A prime example is Nestlé Purina, which recently committed $1 million to the Living Lakes Initiative over a three-year period. Most of this contribution is being used to fund restoration of wetlands in intensively farmed areas to improve nutrient management and runoff prevention under the auspices of the Iowa Conservation Reserve Enhancement Program (CREP). DU partners in this effort with the Iowa Department of Agriculture and Land Stewardship. Wetlands restored through CREP can remove 70 percent of nitrates and 20 percent of phosphorus from the upstream watershed.
"From a fundraising perspective, the Living Lakes Initiative is a great opportunity for DU Major Sponsors to begin supporting the Prairie Pothole Region and to see how their investment can be used and leveraged and the great work it can do," says DU Senior Director of Development Adam DeHaan, who is based in Minnesota's Twin Cities area. "Many of our Major Sponsors begin supporting the Preserve our Prairies Initiative in the Dakotas and Canadian provinces as well."
In a region where waterfowling traditions are strong and DU members abound, that's not surprising, says Schneider. "Our hunters, anglers, and other outdoor recreationists recognize the value of the region's shallow lakes and wetlands not only to waterfowl and other wildlife but also to their own lives and communities. They remain very much engaged in our efforts to conserve habitat here and throughout the Prairie Pothole Region."

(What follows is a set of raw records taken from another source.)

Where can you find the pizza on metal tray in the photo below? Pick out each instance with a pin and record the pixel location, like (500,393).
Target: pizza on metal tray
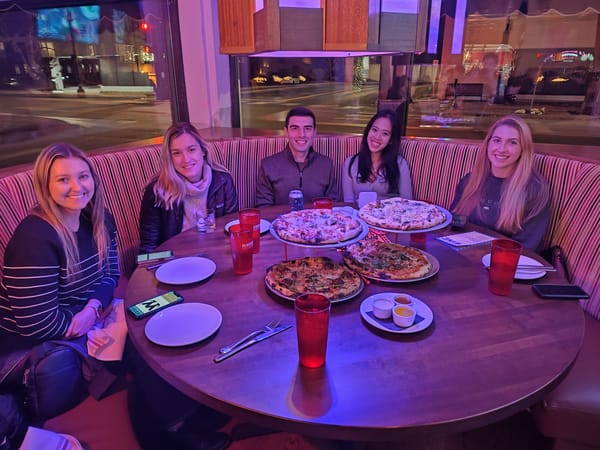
(386,260)
(319,275)
(316,226)
(399,213)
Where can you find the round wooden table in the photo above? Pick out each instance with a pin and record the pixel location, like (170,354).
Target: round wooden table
(483,359)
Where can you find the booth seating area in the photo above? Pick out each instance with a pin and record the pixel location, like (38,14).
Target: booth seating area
(571,414)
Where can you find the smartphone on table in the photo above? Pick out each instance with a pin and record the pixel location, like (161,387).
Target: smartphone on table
(560,291)
(146,258)
(154,304)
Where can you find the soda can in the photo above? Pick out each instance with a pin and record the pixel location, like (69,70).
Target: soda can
(296,200)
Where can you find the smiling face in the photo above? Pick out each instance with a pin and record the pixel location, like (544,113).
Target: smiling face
(71,184)
(187,157)
(379,135)
(300,132)
(504,151)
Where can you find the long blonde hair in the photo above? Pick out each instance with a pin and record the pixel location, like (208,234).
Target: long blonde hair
(525,186)
(52,213)
(170,186)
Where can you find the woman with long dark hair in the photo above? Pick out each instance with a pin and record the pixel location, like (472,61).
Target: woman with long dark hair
(378,167)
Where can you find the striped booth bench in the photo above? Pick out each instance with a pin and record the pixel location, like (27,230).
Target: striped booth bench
(436,167)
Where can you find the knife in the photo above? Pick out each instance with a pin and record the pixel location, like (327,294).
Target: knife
(266,335)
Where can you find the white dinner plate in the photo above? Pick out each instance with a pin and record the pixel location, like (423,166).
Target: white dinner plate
(525,274)
(423,320)
(264,225)
(190,269)
(183,324)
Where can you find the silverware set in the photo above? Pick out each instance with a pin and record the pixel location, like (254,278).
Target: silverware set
(270,329)
(157,265)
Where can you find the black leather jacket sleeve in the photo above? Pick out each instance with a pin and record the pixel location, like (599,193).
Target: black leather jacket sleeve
(157,224)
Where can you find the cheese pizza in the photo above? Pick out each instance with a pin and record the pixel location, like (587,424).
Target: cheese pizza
(316,226)
(399,213)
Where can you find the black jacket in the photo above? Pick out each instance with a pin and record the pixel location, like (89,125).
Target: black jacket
(158,224)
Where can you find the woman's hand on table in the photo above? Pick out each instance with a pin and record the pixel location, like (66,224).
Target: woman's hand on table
(83,321)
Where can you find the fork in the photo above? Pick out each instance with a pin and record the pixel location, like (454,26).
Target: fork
(268,327)
(157,265)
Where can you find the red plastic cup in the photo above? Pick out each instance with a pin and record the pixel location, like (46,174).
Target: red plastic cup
(503,265)
(240,238)
(251,216)
(312,327)
(322,203)
(418,238)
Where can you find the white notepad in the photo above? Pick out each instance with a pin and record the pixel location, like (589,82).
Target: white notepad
(467,239)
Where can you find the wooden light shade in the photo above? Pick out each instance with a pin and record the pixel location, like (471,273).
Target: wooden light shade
(338,25)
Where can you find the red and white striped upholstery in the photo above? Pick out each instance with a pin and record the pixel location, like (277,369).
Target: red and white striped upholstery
(436,166)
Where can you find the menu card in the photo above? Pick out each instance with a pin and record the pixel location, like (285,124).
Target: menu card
(467,239)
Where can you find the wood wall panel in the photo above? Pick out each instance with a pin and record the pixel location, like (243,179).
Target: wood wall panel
(236,26)
(267,35)
(345,24)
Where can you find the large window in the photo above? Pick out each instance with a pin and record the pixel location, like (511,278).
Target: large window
(542,64)
(94,75)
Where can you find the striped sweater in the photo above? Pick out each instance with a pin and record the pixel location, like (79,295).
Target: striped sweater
(37,301)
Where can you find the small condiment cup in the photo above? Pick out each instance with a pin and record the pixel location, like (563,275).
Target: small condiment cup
(404,316)
(404,300)
(382,308)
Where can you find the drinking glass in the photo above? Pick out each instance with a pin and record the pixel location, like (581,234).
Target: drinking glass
(312,327)
(251,216)
(205,221)
(240,238)
(503,265)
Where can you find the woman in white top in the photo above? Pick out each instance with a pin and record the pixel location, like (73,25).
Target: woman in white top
(378,167)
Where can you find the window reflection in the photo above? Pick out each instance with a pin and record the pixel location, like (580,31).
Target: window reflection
(514,58)
(91,75)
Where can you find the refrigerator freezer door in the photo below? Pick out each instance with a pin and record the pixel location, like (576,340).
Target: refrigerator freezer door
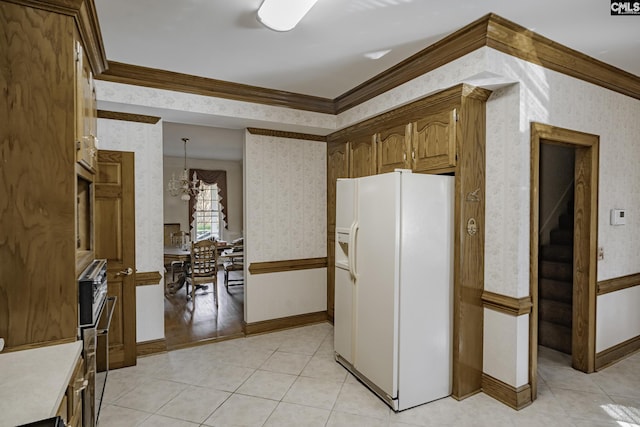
(343,315)
(426,289)
(376,261)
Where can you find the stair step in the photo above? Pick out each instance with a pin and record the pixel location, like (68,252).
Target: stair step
(565,222)
(556,290)
(560,253)
(556,271)
(554,336)
(561,237)
(555,312)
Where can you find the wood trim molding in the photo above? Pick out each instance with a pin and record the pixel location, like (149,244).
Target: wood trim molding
(128,117)
(617,352)
(618,283)
(284,134)
(161,79)
(517,398)
(148,278)
(491,31)
(452,47)
(515,40)
(285,323)
(287,265)
(86,17)
(506,304)
(147,348)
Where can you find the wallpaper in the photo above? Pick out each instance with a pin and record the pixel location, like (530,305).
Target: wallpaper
(146,142)
(171,106)
(285,191)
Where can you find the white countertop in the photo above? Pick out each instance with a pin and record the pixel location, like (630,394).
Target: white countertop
(33,382)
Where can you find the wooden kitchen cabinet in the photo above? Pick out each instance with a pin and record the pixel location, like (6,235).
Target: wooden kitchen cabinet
(443,133)
(393,147)
(434,142)
(39,185)
(85,111)
(362,156)
(71,407)
(337,167)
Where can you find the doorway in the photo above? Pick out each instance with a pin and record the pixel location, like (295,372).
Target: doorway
(583,239)
(187,322)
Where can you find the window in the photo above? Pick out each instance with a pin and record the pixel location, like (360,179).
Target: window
(207,213)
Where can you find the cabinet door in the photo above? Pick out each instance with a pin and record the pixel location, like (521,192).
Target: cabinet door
(362,160)
(434,142)
(393,148)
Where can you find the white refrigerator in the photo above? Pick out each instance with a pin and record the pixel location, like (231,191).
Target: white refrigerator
(394,284)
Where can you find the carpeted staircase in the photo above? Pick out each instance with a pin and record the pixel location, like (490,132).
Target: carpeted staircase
(555,286)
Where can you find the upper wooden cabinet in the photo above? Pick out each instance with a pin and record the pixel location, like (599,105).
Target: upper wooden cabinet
(85,111)
(337,167)
(434,141)
(393,147)
(41,193)
(362,156)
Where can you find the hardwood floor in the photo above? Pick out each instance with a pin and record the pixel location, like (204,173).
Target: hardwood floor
(187,322)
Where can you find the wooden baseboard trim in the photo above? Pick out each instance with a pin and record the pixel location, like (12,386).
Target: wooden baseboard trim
(285,323)
(516,398)
(618,283)
(287,265)
(506,304)
(617,352)
(283,134)
(145,278)
(206,341)
(146,348)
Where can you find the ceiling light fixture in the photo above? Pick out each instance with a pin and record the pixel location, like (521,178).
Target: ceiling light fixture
(182,186)
(283,15)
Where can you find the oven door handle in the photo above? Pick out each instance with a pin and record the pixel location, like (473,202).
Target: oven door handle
(111,305)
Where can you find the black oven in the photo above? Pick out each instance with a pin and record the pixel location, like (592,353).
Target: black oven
(95,310)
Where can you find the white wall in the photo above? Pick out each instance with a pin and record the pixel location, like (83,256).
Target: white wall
(285,213)
(552,98)
(523,92)
(177,211)
(145,141)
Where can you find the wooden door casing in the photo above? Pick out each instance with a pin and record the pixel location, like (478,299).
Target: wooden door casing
(393,148)
(115,241)
(434,141)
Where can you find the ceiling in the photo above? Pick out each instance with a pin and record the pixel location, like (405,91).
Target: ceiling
(326,54)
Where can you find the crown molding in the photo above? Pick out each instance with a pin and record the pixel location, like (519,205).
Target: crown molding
(86,18)
(489,31)
(285,134)
(515,40)
(452,47)
(161,79)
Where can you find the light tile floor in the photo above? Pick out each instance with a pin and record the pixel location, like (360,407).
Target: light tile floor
(289,378)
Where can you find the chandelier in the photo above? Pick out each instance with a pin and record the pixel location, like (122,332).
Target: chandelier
(182,186)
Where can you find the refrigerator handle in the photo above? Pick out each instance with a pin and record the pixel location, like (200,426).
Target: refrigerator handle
(352,250)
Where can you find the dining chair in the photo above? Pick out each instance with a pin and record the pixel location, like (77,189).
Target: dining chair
(204,267)
(179,239)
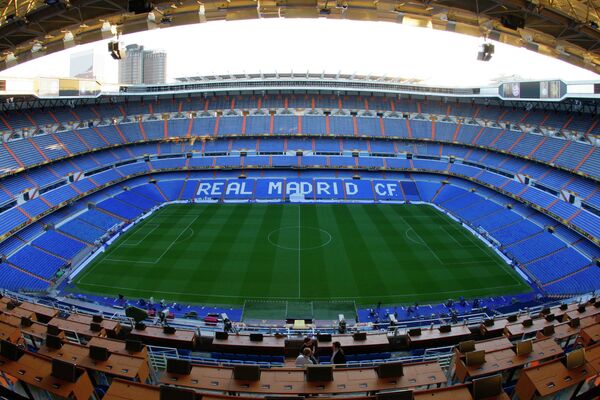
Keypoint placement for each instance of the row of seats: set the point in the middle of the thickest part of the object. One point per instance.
(39, 149)
(39, 118)
(45, 176)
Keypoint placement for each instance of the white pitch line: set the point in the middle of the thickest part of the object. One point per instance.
(299, 251)
(411, 295)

Bringing a Lake Back to Life
DU recently dedicated the 2,222-acre Freeborn Lake Project in southern Minnesota. In 1909, the outlet of this shallow lake was dammed to make the area more suitable for agriculture. Unfortunately, the lake's water quality declined and aquatic plants became scarce. Invasive carp also became a problem. To help restore the lake's productivity, DU replaced the dam with a modern water-control structure and installed a fish barrier, enabling managers to draw down water levels periodically. This newly enhanced shallow lake now provides abundant food resources for both migrating and breeding waterfowl. Project supporters include Freeborn County, the Minnesota Department of Natural Resources, North American Wetlands Conservation Act, Minnesota's Outdoor Heritage Fund, and DU Major Sponsors.